Ne' gran casi, Oribasio,

può parer crudeltà la troppa fretta.

ORIBASIO

Ma periglio esser puote un troppo indugio.

Scrivi.

BARSINA

Tua sola cura

sia l'amor tuo.

ORIBASIO

Dall'amor mio sol nasce

il consiglio fedel.

BARSINA

Gradisco il zelo.

ORIBASIO

A che non dir l'amor?

BARSINA

Vo', che col core,

più che col labbro a te favelli amore.

A un'amante il dir: Ti adoro:

per te peno, per te moro,

costa poco alla beltà.

Ma se 'l core a te no 'l dice,

la lusinga è traditrice,

e crudele è la pietà.

A un'amante il dir: Ti adoro:

per te peno, per te moro,

costa poco alla beltà.

Scena quindicesima

Oribasio.

Come poss'io Barsina,

il tuo affetti capir, se sia verace?

Il labbro non me 'l dice, e 'l cor me 'l tace.

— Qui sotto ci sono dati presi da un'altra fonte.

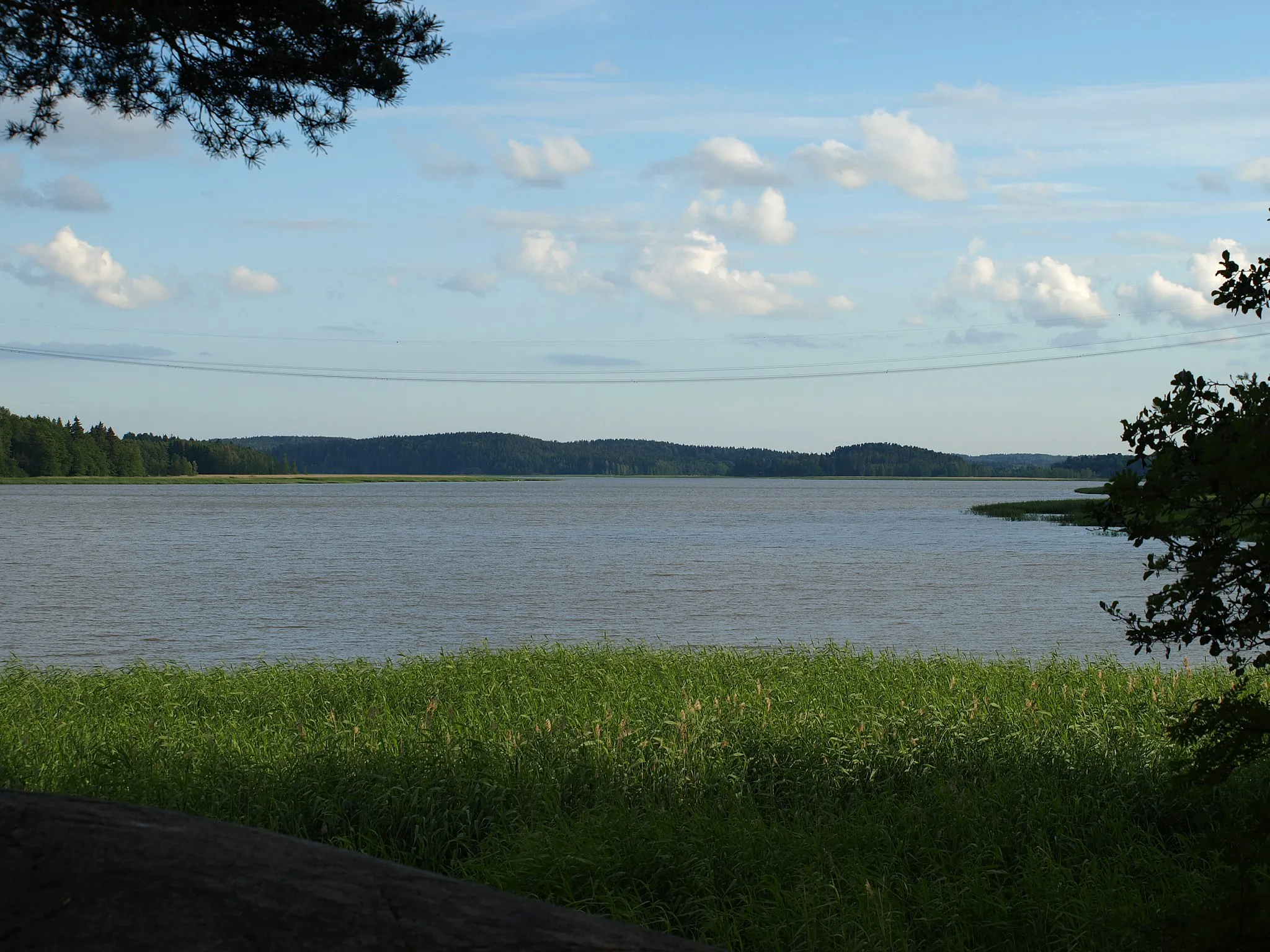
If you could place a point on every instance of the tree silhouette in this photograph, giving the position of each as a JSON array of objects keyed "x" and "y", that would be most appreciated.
[{"x": 235, "y": 70}]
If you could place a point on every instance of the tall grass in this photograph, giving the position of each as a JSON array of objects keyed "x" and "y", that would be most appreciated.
[{"x": 791, "y": 799}]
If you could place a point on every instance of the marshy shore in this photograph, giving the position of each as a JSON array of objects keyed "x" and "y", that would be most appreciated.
[{"x": 765, "y": 799}]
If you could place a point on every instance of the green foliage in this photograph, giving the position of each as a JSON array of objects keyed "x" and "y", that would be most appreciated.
[
  {"x": 1203, "y": 494},
  {"x": 789, "y": 799},
  {"x": 510, "y": 455},
  {"x": 172, "y": 456},
  {"x": 38, "y": 446},
  {"x": 233, "y": 71}
]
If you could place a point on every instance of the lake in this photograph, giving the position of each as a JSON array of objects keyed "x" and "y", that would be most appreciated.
[{"x": 106, "y": 575}]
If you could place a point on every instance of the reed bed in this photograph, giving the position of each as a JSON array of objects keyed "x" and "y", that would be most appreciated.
[{"x": 781, "y": 799}]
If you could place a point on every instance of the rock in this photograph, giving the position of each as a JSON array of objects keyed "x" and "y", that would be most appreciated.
[{"x": 89, "y": 875}]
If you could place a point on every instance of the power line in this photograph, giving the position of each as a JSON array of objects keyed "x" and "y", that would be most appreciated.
[
  {"x": 489, "y": 377},
  {"x": 563, "y": 342}
]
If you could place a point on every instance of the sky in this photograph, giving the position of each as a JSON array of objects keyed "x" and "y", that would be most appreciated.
[{"x": 977, "y": 227}]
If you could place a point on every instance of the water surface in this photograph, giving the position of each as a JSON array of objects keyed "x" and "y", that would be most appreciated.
[{"x": 223, "y": 574}]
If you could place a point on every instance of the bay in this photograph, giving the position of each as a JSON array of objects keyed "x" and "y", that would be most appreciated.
[{"x": 201, "y": 574}]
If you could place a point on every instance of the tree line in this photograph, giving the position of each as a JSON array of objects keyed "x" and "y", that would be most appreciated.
[
  {"x": 41, "y": 446},
  {"x": 510, "y": 455}
]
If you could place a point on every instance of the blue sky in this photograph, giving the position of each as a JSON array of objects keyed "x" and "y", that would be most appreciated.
[{"x": 703, "y": 223}]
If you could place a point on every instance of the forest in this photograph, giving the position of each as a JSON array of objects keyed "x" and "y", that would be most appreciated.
[
  {"x": 40, "y": 446},
  {"x": 510, "y": 455}
]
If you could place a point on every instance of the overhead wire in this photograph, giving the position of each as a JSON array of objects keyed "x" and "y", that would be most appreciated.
[{"x": 609, "y": 377}]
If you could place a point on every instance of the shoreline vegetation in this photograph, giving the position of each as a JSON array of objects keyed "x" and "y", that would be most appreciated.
[
  {"x": 248, "y": 479},
  {"x": 46, "y": 447},
  {"x": 1064, "y": 512},
  {"x": 304, "y": 478},
  {"x": 789, "y": 799}
]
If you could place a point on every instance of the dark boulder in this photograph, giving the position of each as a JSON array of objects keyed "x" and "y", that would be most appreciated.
[{"x": 91, "y": 875}]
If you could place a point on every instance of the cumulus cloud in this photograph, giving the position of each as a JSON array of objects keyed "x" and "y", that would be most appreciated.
[
  {"x": 470, "y": 282},
  {"x": 695, "y": 272},
  {"x": 546, "y": 164},
  {"x": 1049, "y": 289},
  {"x": 553, "y": 262},
  {"x": 69, "y": 193},
  {"x": 766, "y": 220},
  {"x": 1193, "y": 302},
  {"x": 1060, "y": 295},
  {"x": 897, "y": 150},
  {"x": 1256, "y": 170},
  {"x": 94, "y": 270},
  {"x": 249, "y": 282},
  {"x": 719, "y": 162}
]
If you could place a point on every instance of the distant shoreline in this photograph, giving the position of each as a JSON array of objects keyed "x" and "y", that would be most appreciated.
[{"x": 231, "y": 479}]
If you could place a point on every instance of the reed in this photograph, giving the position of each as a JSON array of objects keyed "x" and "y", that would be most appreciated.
[{"x": 779, "y": 799}]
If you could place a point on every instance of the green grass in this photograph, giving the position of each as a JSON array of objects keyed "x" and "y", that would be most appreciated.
[
  {"x": 757, "y": 800},
  {"x": 1065, "y": 512},
  {"x": 239, "y": 479}
]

Almen vorrei che 'l labbro

parlasse a me d'amor.

Bugiardo e mentitor

pur l'amerei.

Saria quel dolce incanto

letargo lusinghier,

se non vero piacer

de' mali miei.

Almen vorrei che 'l labbro

parlasse a me d'amor.

Atto terzo
Scena prima

Sotterranea.
Arsace, e Dario.

ARSACE

E l'empie leggi ubbidirà Statira?

DARIO

Temo il comun destino.

ARSACE

E fia mia pena

la colpa altrui?

DARIO

Come?

ARSACE

Il mio ferro, amico,

non si arrossì di un tradimento.

DARIO

E resta

senza discolpa un tanto eroe?

ARSACE

No, Dario.

Mia discolpa è 'l mio nome;

e se lice, il tuo zel sia mia difesa.

DARIO

Difenderò con opportuna aita

le ragioni del regno, e la tua vita.

Si cimenti con la sorte

questo sen, ch'è tua speranza.

Ed impari ad esser forte

dal valor di tua costanza.

Si cimenti con la sorte

questo sen, ch'è tua speranza.

Scena seconda

Arsace.

Speranza sventurata!

Non bastano ad Oronte

le furie sue? Vuol che Statira anch'essa

serva lor di strumento?

E lo soffrite, o dèi? Così nemico

è della Persia il vincitor, che toglie

a noi sin la virtù? Vuol che i delitti

sien passi al trono? E che un crudel decreto

sia l'auspicio del regno? Alle regine

tinga gli ostri il mio sangue? E scellerato

empie le fa, pria che felici? Agli astri

niego... Ma taci, Arsace;

e se giova a Statira il tuo morire,

soffrì ch'essa il comandi, e muori in pace.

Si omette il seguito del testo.